Plant gene reduces insect reproduction and ‘appetite’
It turns out that the green peach aphid, tobacco aphid, cabbage aphid, and cabbage whitefly don’t fare so well on plants that contain this gene, says Kloth. “They produced fewer offspring or eggs during the experiment. Detailed studies into the behavior of the feeding insects revealed that when plants contained the resistance gene, the aphids spent more time salivating before they would start to eat and also spent less time feeding on the phloem sap.”

Mustard aphid spits up to 20 times before it starts to eat
The gene doesn’t work against some other important pests like the mustard aphid and the tobacco whitefly. The mustard aphid displayed unusual behavior that might disable the resistance. Kloth: “These aphids would repeatedly inject their needle-like mouthparts into the phloem and then spit, doing so up to 20 times before they actually began to eat.

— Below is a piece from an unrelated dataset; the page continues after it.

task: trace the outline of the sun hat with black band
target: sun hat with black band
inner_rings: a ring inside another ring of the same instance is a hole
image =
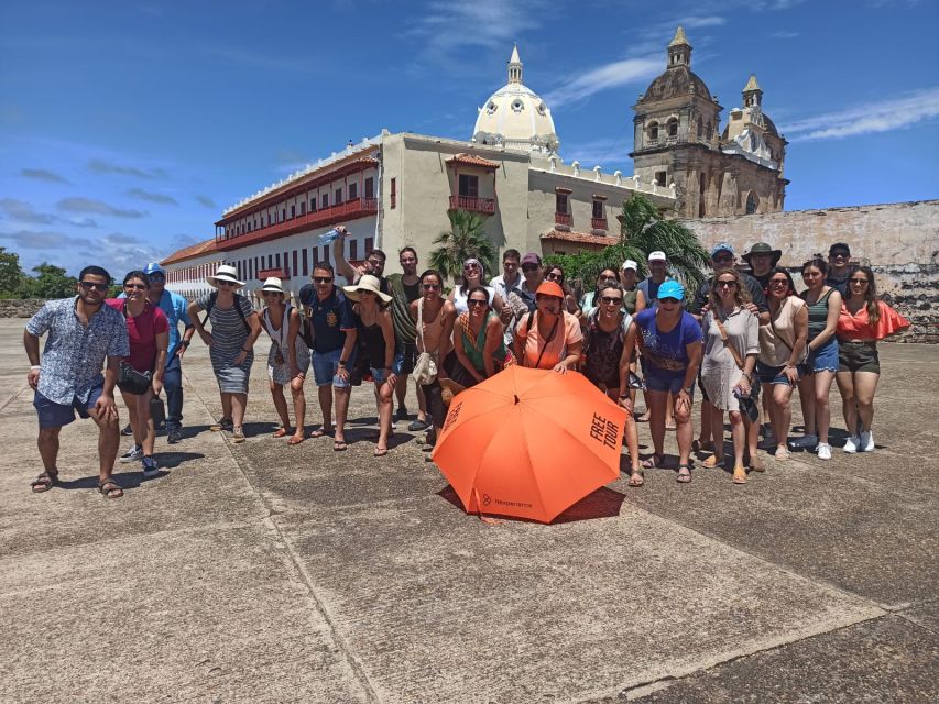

This suggests that repeatedly injecting spit with special proteins may help the Mustard aphid to bypass the resistance.”

Increasing the natural resilience of crops
“Many crops are affected by infestations of aphids and whiteflies. They are difficult to deal with, leading to the spread of plant viruses and jeopardizing yields. It’s therefore quite remarkable to discover that a single gene in thale cress offers protection against several species of aphid and whitefly. It’s hoped that further research will reveal the underlying mechanism at work and how this gene can be used in breeding, to increase the natural resilience of crops.” said Colette Broekgaarden, scientist at KeyGene, working on innovative traits and technologies for crop improvement and part of the research team behind the findings.